TIATON's BT Implementation
The internal/bt package implements behavior trees in Go with extensions for persistence:
// Core types
type Status int
const (
Success Status = iota
Failure
Running
)
// Node interface
type Executor interface {
Execute(ctx context.Context, view *View) Status
}
// Composite nodes
func Sequence(id string, children ...Node) Node
func Fallback(id string, children ...Node) Node
func ParallelWithMemory(id string, policy Policy, children ...Node) Node
The key extension is ParallelWithMemory — a parallel node that remembers which children have completed across ticks. This is what enables async skill execution:
ParallelWithMemory (RequireAll)
├── Skill: check_credit → SUCCESS (completed tick 2)
├── Skill: verify_identity → RUNNING (waiting for external service)
└── Skill: check_sanctions → SUCCESS (completed tick 1)
Tree returns: RUNNING (one child still in progress)
Next tick, when the external service responds:
ParallelWithMemory (RequireAll)
├── Skill: check_credit → (remembered SUCCESS)
├── Skill: verify_identity → SUCCESS (event received)
└── Skill: check_sanctions → (remembered SUCCESS)

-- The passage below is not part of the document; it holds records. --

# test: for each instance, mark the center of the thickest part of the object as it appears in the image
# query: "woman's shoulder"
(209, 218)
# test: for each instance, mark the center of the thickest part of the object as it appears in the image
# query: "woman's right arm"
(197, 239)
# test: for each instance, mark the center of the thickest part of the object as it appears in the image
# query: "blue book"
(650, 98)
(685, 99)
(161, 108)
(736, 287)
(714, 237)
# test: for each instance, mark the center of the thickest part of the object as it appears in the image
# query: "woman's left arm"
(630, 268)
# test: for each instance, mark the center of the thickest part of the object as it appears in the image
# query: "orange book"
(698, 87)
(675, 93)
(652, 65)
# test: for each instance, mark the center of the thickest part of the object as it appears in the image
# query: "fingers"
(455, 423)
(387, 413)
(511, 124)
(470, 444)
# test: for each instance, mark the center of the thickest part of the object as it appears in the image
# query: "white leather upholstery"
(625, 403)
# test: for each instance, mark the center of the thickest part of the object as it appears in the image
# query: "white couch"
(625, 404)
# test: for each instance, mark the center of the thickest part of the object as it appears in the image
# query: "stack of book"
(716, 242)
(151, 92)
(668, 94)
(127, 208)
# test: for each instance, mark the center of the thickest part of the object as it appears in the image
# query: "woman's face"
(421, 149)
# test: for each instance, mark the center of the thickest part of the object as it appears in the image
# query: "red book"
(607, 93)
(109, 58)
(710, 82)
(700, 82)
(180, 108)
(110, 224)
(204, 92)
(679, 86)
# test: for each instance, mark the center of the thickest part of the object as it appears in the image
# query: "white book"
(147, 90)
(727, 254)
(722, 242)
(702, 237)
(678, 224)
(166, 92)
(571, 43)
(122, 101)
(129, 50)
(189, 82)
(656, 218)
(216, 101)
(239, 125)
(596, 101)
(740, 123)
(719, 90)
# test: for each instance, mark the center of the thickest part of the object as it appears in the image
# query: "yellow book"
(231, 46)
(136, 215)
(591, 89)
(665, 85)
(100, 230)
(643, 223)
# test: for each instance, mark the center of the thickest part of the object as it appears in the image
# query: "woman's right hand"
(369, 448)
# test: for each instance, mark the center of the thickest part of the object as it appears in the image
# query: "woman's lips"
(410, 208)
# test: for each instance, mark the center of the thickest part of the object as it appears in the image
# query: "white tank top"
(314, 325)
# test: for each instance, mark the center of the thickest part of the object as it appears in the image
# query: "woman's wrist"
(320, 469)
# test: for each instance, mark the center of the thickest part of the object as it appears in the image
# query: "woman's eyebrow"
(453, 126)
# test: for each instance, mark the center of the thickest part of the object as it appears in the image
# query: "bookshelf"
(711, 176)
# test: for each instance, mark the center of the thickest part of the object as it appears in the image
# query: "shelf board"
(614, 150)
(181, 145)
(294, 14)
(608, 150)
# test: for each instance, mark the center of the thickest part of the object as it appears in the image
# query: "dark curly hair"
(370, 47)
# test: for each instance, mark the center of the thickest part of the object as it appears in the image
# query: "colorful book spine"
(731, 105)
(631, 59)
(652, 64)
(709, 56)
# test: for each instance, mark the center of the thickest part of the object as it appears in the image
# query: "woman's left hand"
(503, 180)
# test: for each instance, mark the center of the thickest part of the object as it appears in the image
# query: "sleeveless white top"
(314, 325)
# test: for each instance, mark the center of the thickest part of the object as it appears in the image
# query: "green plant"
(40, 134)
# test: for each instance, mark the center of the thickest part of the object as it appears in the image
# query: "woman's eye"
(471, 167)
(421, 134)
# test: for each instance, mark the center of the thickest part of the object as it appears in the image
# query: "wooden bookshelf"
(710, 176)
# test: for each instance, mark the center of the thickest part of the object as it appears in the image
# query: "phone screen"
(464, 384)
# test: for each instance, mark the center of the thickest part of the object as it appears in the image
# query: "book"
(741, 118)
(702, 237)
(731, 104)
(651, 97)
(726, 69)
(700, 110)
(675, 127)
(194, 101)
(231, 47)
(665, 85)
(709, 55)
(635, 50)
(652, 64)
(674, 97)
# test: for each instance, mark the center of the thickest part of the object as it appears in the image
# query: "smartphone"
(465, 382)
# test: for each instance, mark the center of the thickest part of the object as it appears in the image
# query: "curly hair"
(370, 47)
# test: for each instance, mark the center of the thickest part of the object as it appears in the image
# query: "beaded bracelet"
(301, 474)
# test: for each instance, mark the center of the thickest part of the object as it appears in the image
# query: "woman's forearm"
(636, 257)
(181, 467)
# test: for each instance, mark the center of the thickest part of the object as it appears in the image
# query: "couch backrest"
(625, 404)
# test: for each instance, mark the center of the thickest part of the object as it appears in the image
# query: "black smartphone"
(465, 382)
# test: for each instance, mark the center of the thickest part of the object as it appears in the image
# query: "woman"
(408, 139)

Tree returns: SUCCESS (all children done)
Session Persistence
The entire tree state serializes to JSON:
{
"indexes": {
"n1": { "status": "success" },
"n2": { "status": "success" },
"n3": { "status": "running", "composite_index": 1 },
"n4": { "status": "success" },
"n5": { "status": "running" }
},
"jobs": [
{
"job_id": "job_44f1",
"node_id": "n5",
"job_type": "identity.v1.VerificationService/Verify"
}
]
}
Node IDs are deterministic — the same tree definition always produces the same IDs (n1, n2, n3...). This means you can:
- Serialize the session on server A
- Rebuild the tree on server B
- Node IDs match → state maps correctly
- Resume execution seamlessly
The Agent Layer
The internal/bt/agent package builds goal-directed behavior on top of the behavior tree:
Agent Tick:
1. Evaluate predicates (DMN + Starlark)
2. Check which goals are unmet
3. Find eligible skills (requires met, ensures not met)
4. Calculate goal affinity (BFS backward)
5. Select best skill (or parallel set)
6. Build behavior tree nodes
7. Execute one tick of the tree
8. Process commands (job submissions, timer schedules)
9. Record audit data
The agent doesn't hardcode the execution order. It re-evaluates the situation each tick and selects the best action based on current state.
Deterministic Node IDs
This is subtle but critical. When you serialize a session and later rebuild the tree, the node IDs must match:
type Controller struct {
nodeSeq int // deterministic counter
}
func (c *Controller) nextNodeID() string {
c.nodeSeq++
return fmt.Sprintf("n%d", c.nodeSeq)
}
Same Build() call order → same IDs every time. This enables cross-process session resume without storing the tree structure — only the state snapshot.
Why This Matters
| Property | State Machine | Behavior Tree |
|---|---|---|
| Complexity growth | O(n²) transitions | O(n) nodes |
| Parallel execution | Explicit fork/join | ParallelWithMemory |
| Error handling | Per-state handlers | Fallback composition |
| Async resume | Checkpoint + restore | Native RUNNING state |
| Reusability | States are unique | Subtrees are reusable |
| Determinism | Depends on impl | Guaranteed by design |
Behavior trees give TIATON a foundation that scales with workflow complexity while remaining predictable and debuggable. Every decision the agent makes traces back to the tree structure, the current state, and the predicate evaluations — all visible in the session trace.